If “Phantom Thread” is really the last film in the historic career of Daniel Day-Lewis, as he has promised, he has gone out with not a seismic bang but a delicate, aching whisper. Moving beyond the transformative tasks of playing an oil man and our nation’s sixteenth president in his last two films — “There Will Be Blood” and “Lincoln” — here Day-Lewis appears to be playing something like himself for the first time in a long time. It’s a revelation.

His Reynolds Woodcock, a celebrity dressmaker in 1950s London, is fastidious and brilliant, polite but distant. He suffers for his art, and if he makes others suffer along with him, it’s a small price to pay for his brilliance. In an early scene, he has breakfast with his latest muse-cum-girlfriend and his sister Cyril (Leslie Manville), and when the former complains about his lack of affection, he glares at her and has Cyril throw her out.

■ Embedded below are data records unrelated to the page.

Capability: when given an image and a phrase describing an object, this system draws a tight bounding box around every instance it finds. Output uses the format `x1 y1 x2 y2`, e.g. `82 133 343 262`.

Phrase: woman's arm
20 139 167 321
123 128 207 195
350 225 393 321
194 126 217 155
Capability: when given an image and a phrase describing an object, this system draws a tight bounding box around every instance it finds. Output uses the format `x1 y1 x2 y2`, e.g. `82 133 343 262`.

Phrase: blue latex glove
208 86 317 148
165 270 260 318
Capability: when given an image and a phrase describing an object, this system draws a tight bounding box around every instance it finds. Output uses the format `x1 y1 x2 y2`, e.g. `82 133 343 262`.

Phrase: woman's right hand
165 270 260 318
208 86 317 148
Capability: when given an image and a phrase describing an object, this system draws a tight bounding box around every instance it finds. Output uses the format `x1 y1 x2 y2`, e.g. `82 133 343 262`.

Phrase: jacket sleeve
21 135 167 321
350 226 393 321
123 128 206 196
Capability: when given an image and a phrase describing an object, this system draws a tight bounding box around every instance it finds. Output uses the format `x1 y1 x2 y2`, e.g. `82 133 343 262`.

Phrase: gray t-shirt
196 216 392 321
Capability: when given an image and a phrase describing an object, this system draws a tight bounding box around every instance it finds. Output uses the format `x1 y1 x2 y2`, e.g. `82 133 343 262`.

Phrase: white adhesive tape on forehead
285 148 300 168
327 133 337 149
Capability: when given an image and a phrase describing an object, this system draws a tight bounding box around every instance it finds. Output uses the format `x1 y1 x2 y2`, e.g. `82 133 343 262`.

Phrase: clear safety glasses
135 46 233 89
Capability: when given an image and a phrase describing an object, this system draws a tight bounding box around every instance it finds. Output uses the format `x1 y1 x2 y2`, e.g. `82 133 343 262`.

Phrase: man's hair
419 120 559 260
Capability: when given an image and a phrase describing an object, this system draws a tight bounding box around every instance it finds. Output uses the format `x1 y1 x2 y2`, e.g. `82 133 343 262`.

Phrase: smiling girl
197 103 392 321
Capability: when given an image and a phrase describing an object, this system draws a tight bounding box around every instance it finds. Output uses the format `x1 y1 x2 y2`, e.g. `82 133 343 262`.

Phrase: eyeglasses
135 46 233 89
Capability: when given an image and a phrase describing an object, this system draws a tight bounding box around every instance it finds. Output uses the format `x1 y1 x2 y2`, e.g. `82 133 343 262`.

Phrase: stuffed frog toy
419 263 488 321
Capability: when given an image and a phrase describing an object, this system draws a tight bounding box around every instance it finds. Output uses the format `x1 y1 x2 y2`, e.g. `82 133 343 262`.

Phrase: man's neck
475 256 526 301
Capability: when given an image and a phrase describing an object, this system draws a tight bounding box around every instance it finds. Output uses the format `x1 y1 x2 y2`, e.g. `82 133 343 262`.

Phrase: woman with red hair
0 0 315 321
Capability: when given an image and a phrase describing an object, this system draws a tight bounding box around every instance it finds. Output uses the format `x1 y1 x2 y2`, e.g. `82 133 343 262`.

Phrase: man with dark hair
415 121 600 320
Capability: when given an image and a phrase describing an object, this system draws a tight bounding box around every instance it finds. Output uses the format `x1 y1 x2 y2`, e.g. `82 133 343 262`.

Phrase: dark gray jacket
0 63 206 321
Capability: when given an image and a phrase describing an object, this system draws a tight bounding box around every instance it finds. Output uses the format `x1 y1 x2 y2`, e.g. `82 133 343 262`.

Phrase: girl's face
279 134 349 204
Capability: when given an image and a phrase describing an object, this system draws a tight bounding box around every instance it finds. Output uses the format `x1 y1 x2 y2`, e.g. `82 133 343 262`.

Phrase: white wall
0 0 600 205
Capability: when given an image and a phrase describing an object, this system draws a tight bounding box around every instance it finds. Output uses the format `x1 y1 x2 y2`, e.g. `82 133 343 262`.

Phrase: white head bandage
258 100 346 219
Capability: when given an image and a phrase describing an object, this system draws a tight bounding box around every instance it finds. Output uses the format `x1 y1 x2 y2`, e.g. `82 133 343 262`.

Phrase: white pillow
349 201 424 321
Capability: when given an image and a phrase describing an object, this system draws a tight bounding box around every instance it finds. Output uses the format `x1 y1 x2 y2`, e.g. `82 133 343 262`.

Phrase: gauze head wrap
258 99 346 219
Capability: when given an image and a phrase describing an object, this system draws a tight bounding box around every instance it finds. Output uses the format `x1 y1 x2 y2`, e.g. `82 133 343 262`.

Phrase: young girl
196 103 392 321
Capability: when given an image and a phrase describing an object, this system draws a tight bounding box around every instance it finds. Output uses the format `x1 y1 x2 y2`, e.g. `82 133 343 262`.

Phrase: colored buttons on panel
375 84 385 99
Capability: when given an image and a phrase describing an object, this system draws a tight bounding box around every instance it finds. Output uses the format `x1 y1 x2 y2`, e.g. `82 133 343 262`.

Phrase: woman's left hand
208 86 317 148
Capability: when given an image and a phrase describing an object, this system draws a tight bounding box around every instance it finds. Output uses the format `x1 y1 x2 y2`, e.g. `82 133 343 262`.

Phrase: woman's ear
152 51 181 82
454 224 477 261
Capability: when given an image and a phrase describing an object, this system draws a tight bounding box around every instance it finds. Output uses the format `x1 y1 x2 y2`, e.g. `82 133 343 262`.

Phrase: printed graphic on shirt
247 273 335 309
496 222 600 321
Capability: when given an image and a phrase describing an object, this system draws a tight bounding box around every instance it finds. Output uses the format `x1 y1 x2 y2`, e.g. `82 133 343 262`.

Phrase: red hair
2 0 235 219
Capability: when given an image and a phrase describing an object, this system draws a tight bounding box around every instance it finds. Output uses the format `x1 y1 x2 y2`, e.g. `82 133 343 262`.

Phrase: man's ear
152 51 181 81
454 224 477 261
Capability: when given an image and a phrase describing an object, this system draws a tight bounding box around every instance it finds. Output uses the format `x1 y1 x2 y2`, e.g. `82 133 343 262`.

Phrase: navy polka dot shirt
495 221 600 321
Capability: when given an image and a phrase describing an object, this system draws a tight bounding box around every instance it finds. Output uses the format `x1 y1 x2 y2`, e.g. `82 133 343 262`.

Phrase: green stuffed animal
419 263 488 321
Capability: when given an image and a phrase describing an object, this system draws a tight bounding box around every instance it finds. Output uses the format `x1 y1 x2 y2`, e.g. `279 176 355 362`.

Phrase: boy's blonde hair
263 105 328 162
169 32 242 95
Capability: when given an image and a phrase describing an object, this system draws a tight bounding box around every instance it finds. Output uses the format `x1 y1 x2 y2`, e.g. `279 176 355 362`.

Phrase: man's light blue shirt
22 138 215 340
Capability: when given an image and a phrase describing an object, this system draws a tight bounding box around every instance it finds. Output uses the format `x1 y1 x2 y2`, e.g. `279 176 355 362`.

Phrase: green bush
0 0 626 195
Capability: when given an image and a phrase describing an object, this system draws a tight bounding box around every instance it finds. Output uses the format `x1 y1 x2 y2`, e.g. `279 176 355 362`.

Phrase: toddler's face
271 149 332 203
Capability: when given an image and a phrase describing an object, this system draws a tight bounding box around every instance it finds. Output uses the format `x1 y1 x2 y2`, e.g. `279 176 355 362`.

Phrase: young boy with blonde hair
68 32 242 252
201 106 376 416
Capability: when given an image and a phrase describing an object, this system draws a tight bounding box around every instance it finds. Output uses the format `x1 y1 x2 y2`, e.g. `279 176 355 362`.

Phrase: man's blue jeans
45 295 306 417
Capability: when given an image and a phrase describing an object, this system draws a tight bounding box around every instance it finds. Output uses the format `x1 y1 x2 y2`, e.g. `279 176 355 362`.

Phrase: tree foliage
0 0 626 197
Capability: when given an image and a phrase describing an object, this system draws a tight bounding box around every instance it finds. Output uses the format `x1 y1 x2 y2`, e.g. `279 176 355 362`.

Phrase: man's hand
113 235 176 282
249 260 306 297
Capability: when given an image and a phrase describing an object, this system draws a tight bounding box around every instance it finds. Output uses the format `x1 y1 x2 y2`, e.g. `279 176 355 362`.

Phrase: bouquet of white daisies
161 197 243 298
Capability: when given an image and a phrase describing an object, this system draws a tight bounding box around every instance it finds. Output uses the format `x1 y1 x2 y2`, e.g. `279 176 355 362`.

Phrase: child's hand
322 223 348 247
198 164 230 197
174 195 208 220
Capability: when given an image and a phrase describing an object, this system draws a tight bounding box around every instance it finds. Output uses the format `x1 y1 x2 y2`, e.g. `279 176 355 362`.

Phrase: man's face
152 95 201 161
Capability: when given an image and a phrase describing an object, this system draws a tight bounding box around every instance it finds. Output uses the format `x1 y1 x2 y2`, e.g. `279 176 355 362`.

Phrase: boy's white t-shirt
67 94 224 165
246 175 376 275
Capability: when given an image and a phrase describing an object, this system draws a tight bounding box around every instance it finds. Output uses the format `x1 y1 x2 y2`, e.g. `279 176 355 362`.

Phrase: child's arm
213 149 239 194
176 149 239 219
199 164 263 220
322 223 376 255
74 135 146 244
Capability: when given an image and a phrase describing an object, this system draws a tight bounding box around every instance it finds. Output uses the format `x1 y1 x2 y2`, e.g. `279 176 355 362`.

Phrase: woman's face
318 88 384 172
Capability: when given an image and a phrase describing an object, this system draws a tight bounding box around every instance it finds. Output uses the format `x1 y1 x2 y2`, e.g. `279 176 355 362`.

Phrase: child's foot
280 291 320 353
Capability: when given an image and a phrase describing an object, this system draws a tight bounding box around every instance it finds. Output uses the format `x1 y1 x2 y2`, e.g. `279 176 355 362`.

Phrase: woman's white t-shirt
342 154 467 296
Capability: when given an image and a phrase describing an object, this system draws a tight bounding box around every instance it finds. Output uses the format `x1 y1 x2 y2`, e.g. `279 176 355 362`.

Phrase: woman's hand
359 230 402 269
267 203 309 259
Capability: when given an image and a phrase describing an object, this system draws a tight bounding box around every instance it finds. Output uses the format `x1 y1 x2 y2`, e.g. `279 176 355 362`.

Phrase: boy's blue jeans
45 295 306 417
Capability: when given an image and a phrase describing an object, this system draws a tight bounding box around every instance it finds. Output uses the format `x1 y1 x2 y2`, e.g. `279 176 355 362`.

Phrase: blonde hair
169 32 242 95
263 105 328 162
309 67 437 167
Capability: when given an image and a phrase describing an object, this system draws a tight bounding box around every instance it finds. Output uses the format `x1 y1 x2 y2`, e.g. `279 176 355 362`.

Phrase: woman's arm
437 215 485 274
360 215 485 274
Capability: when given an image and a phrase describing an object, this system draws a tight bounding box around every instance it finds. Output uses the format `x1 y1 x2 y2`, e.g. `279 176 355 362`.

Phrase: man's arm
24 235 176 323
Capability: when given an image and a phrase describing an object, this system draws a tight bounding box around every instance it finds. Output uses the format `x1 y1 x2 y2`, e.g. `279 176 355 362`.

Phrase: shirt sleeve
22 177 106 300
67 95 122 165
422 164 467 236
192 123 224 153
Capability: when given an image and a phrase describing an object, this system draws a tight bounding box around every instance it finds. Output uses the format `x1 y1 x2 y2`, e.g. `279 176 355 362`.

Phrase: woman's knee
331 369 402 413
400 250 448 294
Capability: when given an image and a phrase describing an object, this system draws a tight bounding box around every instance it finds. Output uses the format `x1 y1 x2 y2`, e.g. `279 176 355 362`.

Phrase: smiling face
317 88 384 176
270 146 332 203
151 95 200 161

But soon he meets his next muse, and perhaps even his match, in Alma, a country waitress. Of the many subjects “Phantom Thread,” written and directed by Paul Thomas Anderson (“Boogie Nights,” “The Master”), tackles — fashion, genius, marriage, and death — perhaps its most insightful comment is on the subject of breakfast. Reynolds and Alma meet over it. As his waitress, she impresses him with her ability to remember his larger order, and when he asks for her number, she gives it to him on the bill, on which she has written, “For the hungry boy.”

After he invites her into his home — and his bed — their budding romance shows signs of strain when she butters her toast and pours her tea too loudly. “If breakfast doesn’t go well,” his sister explains, “it’s very hard for him to recover.” Perhaps Anderson, a married father of four, sees breakfast as a battlefield. Lose the confrontation early on, and you’ve lost the whole day.

Alma, however, is not prepared to go down to defeat. At later breakfasts, and elsewhere, she resists Reynolds’ controlling nature, eventually devising a delicious plan to even the scales between them and find balance. In some ways, “Phantom Thread” seems perfectly timed to the #MeToo moment. Woodcock is emotionally abusive and refuses to see his female models as anything but a vessel for his brilliance. But “Phantom Thread” doesn’t want to see him ruined for this. It yearns for harmony, to see its male genius tamed but not redeemed by a strong woman.

In this context, Day-Lewis was wise to not transform himself too much. Woodcock looks and feels like the actor we have glimpsed in interviews and awards show speeches. He is charismatic but distant. He smiles nervously when caught in a vulnerable moment, and his detachment keeps him in control of every interaction. Anderson’s camera (the director is serving as his own director of photography for the first time in his career) often frames him in silhouette, etching his pointed face into white spaces behind him. He’s a statue waiting to be brought to life.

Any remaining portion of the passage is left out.